Shame some people still don’t understand the importance of the bilge blower.
But I guess it’s easy to forget. There should be some sort of ignition interlock on modern boats that forces the blowers to run for at least 10-15 seconds (better than nothing) before you can crank the engines.
We have an egg timer on the dash of our club powerboat , five mins then hit the switch . It’s surprising when three or four people are yacking , keeping time isn’t easy . Hitting the egg timer doesn’t look very seaman like , but neither does blowing up .
This talk scares me due to an incident with my Chris Craft.
Some cousins were in town and we took them for a day on the water with the first stop being the town docks in Orillia.
Returning to the boat, one cousin immediately untied the forward dock line and jumped aboard before I could start the blowers. A stiff breeze started us on a collision course with another moored boat with seconds to spare. I had those seconds to decide whether to certainly crash or only maybe blow up.
I fired up the engine counting on my OCD habit of the bilges being clean enough to eat off and we avoided disaster. My cousin seeing the panic moves on my part had the "I screwed up didn't I" look on her face. My cousin was familiar with outboard fishing boats.
While the immediate cause was on my cousin, the reality is that I failed to educate the passengers and crew of the start up procedure and general operations. It's a powerboat, not a streetcar.
Enjoy a few minutes walk while I clear the bilges and start the engine.
Person X I want you to release the bow line WHEN I TELL YOU TO.
If anyone is uncomfortable the life jackets are under the seat.
Don't flush anything down the toilet unless you've eaten it first
That's probably easy enough. Just Y into existing blower hoses to get the desired flow. Air hates changing direction so the leak when the big fan is running won't matter too much.
Bilge blowers are always installed so their intake sucks from the lowest part of the bilge. All you need is a 3" PVC flex duct and a couple of zip ties.

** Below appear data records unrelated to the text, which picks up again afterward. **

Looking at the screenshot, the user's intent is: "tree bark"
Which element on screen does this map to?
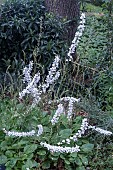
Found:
[45,0,80,43]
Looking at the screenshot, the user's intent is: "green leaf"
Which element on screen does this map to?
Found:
[78,154,88,165]
[64,159,70,165]
[6,158,18,168]
[24,144,37,154]
[76,166,85,170]
[81,143,94,152]
[0,155,7,164]
[59,129,72,139]
[70,152,77,158]
[75,157,82,166]
[37,150,46,155]
[42,161,50,169]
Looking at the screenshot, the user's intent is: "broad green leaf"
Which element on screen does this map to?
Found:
[70,152,77,158]
[37,150,46,155]
[76,166,86,170]
[59,129,72,139]
[42,161,50,169]
[78,154,88,165]
[81,143,94,152]
[0,155,7,164]
[24,144,37,154]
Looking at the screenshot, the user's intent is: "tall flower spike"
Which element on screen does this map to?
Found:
[40,142,80,153]
[51,104,64,125]
[42,56,60,93]
[3,125,43,137]
[88,126,113,136]
[67,13,85,61]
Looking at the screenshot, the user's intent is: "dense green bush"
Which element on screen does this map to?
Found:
[0,0,64,71]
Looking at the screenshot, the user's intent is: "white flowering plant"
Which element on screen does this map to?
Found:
[0,11,112,170]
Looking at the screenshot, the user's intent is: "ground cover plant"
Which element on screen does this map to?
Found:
[0,0,113,170]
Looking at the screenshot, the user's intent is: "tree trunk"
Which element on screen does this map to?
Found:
[45,0,80,43]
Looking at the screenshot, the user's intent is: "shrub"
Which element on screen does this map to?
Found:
[0,0,64,71]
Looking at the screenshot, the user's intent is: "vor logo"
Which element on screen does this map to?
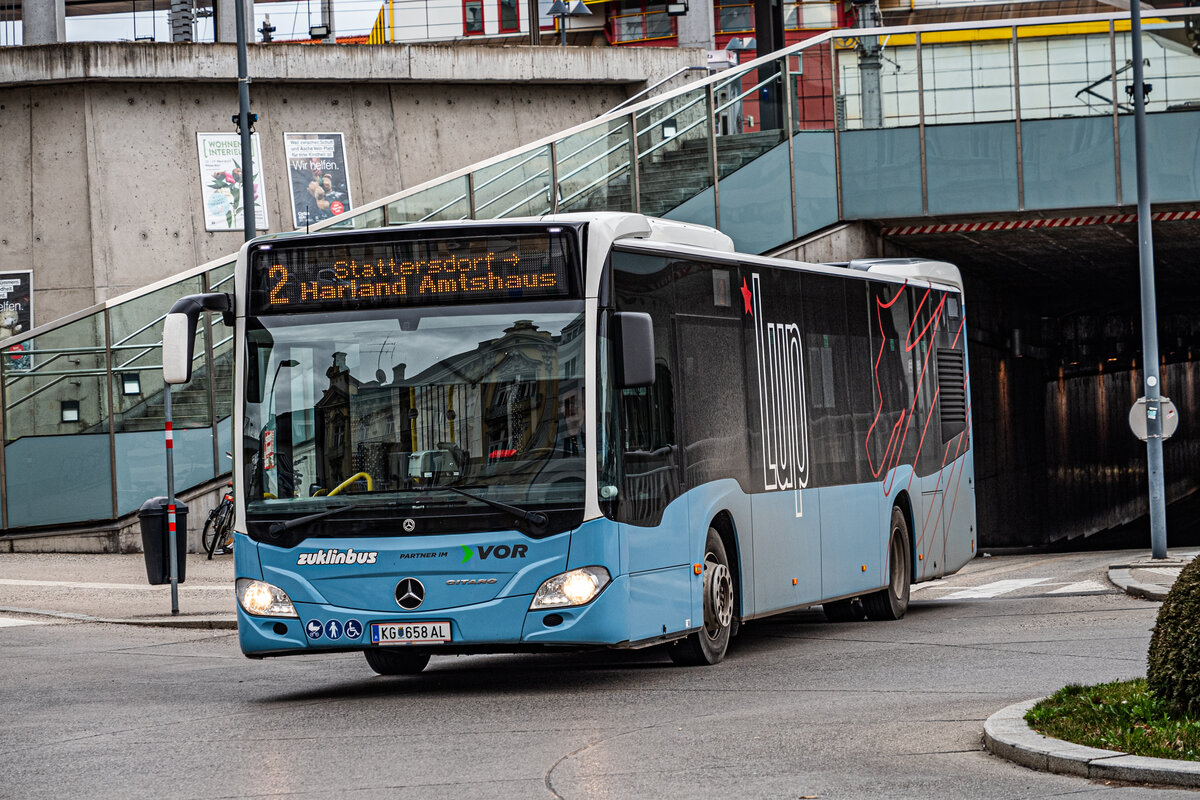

Bilge blowers are always installed so their intake sucks from the lowest part of the bilge. All you need is a 3" PVC flex duct and a couple of zip ties.
I know, but my response was directed at your solar powered thing - in my mind I picture it as a muffin fan ziptied to one of the air vents in the engine room, just passively moving air out from there without any ducting, so more or less sucking from up high vs down low where the fumes reside.
So you've plumbed it more or less *inline* with the existing bilge blower ductwork then is what you're saying?
I know, but my response was directed at your solar powered thing - in my mind I picture it as a muffin fan ziptied to one of the air vents in the engine room, just passively moving air out from there without any ducting, so more or less sucking from up high vs down low where the fumes reside.
So you've plumbed it more or less *inline* with the existing bilge blower ductwork then is what you're saying?
No, I just add a regular 3” blower with its own duct - something designed for a small I/o. They are near silent and since they are constantly blowing, they don’t need the high CFM you have on your stock blowers.
While connected to shore power, just leave them running. When you don’t have shore power, let the solar run it.
Other benefits: you can have auto start on your genie. They also cool the bilge so less fuel evaporates from the system.
Interesting, thanks. Will keep in mind. There's certainly lots of space in the engine room on that boat for extras, shouldn't be hard to install. Solar panel maybe not so much though, there's not really a lot of real-estate left on the radar arch.